3 Replies Latest reply: Apr 11, 2012 11:49 PM by User738616-Oracle RSS

    Extend or storage disabled member for application to connect to Coherence?

    925504
      Hi.
      We've a java application that should heavily use cached data stored in Coherence. Currently we are deciding on a best way to connect the application to the Coherence cluster to get minimum latencies/best performance (maybe impossible, but...). Our application should handle thousands of simultaneous requests per second to retrieve clients data. We already decided to use distributed cache with storage enabled nodes, the question is whenever we should make the application as a storage disabled member of Coherence cluster with near cache, or to use Coherence Extend also with near cache. We are going to deploy application in the same data center, as Coherence cluster, and maybe on the same machines, to reduce latency.

      The reason we are choosing between storage disabled membership and using Coherence Extend is that we don't want to affect Coherence cluster if when our application is storage disabled member and starts misbehave (for example because of long GC pauses) Coherence will think that application node is dead and possible this will affect performance of Coherence cluster due to rebalancing.

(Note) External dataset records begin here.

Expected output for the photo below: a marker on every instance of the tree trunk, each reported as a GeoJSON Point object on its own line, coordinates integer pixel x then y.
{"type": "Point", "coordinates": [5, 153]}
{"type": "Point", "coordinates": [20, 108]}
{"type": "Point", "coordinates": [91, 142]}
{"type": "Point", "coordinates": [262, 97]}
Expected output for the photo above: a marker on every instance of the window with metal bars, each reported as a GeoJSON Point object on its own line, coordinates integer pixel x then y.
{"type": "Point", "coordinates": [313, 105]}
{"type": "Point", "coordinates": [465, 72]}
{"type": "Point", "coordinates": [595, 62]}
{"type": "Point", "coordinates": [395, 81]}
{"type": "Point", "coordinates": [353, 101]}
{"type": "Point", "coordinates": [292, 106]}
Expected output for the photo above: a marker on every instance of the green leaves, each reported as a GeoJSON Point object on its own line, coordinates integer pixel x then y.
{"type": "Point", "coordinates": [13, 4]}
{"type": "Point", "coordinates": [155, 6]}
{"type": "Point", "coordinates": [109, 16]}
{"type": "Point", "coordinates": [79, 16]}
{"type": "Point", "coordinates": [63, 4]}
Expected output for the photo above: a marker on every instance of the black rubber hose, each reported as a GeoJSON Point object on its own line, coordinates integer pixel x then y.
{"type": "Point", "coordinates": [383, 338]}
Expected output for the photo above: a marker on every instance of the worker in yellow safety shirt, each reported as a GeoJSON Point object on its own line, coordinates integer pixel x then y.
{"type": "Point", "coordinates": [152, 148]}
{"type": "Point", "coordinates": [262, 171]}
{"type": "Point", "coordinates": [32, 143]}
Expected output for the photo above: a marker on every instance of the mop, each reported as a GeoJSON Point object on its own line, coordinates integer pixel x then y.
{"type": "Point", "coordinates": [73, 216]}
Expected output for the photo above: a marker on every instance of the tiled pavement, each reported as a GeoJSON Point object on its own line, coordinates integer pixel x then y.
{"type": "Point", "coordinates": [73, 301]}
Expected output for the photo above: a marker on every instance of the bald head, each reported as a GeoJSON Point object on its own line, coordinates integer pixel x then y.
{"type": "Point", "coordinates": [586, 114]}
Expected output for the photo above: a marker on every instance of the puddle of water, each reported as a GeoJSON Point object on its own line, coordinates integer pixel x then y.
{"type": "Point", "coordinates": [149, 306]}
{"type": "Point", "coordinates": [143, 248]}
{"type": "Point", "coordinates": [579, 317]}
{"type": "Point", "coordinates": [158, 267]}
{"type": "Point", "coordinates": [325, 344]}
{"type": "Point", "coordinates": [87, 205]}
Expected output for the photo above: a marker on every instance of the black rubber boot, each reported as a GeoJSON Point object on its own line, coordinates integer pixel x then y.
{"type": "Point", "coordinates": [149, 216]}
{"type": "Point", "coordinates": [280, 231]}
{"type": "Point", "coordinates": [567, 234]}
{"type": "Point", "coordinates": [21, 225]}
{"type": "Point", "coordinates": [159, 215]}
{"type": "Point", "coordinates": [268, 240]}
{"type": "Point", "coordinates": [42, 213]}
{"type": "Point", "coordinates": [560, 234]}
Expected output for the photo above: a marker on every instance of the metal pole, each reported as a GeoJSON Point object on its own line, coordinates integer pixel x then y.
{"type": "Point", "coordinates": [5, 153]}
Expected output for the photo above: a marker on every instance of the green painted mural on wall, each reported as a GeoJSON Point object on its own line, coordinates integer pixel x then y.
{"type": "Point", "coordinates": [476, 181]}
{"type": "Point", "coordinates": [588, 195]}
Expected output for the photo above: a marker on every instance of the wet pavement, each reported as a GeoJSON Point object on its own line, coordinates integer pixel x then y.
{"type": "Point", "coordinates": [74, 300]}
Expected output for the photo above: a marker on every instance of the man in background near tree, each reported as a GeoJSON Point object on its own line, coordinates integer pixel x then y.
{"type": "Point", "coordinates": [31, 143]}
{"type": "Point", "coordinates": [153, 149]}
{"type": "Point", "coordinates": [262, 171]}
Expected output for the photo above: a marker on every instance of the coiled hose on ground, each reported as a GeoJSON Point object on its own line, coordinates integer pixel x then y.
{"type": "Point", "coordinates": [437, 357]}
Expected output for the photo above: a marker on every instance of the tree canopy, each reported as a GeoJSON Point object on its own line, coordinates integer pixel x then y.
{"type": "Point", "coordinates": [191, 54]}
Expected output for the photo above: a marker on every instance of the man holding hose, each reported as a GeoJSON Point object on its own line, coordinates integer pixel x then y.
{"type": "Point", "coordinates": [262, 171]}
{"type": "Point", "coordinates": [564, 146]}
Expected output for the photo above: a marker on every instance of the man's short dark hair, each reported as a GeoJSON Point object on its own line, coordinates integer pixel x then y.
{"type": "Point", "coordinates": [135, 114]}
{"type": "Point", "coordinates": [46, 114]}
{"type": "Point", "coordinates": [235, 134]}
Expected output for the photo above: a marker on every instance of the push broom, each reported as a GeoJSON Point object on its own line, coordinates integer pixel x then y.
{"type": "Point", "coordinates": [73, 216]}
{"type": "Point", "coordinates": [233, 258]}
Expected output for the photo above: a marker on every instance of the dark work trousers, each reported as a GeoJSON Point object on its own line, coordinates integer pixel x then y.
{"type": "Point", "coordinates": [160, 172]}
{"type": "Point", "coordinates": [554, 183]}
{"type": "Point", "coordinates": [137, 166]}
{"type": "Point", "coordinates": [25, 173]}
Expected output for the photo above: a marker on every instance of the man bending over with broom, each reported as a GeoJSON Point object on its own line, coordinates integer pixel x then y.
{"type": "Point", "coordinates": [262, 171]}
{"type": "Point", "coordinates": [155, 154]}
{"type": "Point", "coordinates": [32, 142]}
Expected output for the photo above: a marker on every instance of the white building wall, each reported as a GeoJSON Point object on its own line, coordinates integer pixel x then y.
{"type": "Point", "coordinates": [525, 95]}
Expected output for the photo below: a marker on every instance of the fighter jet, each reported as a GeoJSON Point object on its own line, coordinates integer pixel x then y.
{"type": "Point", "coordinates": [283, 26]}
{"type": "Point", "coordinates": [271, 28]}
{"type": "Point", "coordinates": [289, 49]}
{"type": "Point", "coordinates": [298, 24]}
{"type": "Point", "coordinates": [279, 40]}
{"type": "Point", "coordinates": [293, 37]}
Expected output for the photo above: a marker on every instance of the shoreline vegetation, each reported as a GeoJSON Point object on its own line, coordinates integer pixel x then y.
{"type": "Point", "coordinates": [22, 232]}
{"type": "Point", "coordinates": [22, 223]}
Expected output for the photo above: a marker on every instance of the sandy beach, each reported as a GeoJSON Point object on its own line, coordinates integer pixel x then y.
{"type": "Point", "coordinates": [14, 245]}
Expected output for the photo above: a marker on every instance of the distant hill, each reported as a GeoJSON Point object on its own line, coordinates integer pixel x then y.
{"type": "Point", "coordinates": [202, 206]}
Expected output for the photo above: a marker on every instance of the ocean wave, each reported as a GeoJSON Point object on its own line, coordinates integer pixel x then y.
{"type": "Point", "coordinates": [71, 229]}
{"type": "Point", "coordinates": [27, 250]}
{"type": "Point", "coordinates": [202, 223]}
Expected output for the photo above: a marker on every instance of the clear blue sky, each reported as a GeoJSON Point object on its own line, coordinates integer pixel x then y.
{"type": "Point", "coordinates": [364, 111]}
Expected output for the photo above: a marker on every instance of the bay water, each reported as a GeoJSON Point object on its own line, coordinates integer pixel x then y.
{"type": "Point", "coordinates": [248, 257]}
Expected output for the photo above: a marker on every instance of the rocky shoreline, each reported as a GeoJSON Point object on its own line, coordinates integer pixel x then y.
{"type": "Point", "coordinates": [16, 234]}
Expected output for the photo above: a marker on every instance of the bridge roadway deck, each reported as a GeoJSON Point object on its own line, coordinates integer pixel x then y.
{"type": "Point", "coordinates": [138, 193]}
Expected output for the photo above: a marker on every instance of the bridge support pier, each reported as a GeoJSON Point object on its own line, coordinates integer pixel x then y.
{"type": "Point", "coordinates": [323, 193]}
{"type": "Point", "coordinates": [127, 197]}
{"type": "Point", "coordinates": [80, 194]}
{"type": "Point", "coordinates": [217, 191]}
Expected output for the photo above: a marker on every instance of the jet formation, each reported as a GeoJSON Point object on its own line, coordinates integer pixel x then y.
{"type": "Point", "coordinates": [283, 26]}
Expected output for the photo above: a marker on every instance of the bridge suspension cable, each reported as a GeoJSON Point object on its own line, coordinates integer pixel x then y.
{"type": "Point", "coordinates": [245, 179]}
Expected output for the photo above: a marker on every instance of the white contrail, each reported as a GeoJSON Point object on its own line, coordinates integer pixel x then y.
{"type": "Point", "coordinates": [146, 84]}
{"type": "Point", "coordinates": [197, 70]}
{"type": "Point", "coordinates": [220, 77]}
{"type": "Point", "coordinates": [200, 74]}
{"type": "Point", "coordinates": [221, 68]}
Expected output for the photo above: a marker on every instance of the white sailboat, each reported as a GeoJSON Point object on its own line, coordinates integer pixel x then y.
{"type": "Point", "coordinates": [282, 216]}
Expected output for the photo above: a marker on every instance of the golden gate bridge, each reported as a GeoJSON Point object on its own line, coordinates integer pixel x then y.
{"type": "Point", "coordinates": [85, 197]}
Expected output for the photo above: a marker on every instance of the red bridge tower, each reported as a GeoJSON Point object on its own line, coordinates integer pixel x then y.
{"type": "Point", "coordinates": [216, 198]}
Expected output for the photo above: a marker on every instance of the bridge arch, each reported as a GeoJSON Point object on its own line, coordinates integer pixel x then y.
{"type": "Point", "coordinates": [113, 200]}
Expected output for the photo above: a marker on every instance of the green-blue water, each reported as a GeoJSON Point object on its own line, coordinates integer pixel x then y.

      My question, is this really an issue if storage disabled node is considered dead because of long GC pauses and what effect this will cause on other members of the cluster?

      Thanks in advance!
        • 1. Re: Extend or storage disabled member for application to connect to Coherence?
          User738616-Oracle
          Hi,
          My question, is this really an issue if storage disabled node is considered dead because of long GC pauses and what effect this will cause on other members of the cluster?
          Every member of the cluster (storage disabled/enabled) node has the knowledge of the hash bucket used to determine where the data for a key is stored. On reconnect this knowledge has to be initialised again. Also, long full GC cycles will trigger a lot of communication within the cluster members for identifying the death of the cluster member which is critical for Coherence to function correctly.

          If you can be certain about the duration of the longest GC you can configure Coherence (heartbeat/timeout) parameters to handle GCs more gracefully. The downside would be that the Coherence would not detect even storage node failure for the specified duration.

          If your storage disabled nodes will run full GCs very frequently then, I would suggest you to use Extend and compromise on performance for stability.

          Hope this helps!

          Cheers,
          NJ
          • 2. Re: Extend or storage disabled member for application to connect to Coherence?
            user10714864
            Assuming I have an application server which also happens to be a "storage enabled" cluster member, how do i access a distributed cache from within the application? Should I still go with the TCP Extend proxy via the remote-scheme configuration? To put it in a different way, can there ever be a NON TCP Extend client, connecting to the cluster cache nodes directly if they are co-located with the cache nodes (same switch, same servers)?

            I understand that there are pros and cons as you mentioned in your reply (Long GC pauses, cluster reblancing etc), but if we could tune the JVM to minimize those pauses, what other issues should we think about? We are trying to minimize latency (since it is TCMP within the cluster members) and at the same time trying to remove the extra hop to connect to the extend proxy.

            Please advise.

            Edited by: user10714864 on Apr 11, 2012 7:26 PM
            • 3. Re: Extend or storage disabled member for application to connect to Coherence?
              User738616-Oracle
              Hi,
              Assuming I have an application server which also happens to be a "storage enabled" cluster member, how do i access a distributed cache from within the application? Should I still go with the TCP Extend proxy via the remote-scheme configuration? To put it in a different way, can there ever be a NON TCP Extend client, connecting to the cluster cache nodes directly if they are co-located with the cache nodes (same switch, same servers)?
              If you application server resides in the same subnet and is a good citizen (small GC pauses and so on) then you need not and should not use TCP Extend.
              I understand that there are pros and cons as you mentioned in your reply (Long GC pauses, cluster reblancing etc), but if we could tune the JVM to minimize those pauses, what other issues should we think about? We are trying to minimize latency (since it is TCMP within the cluster members) and at the same time trying to remove the extra hop to connect to the extend proxy.
              I would recommend you to make your application server as part of cluster as storage disabled member (no storage and no TCP Extend overhead) provided you can tune your applications properly.

              Hope this helps!

              Cheers,
              NJ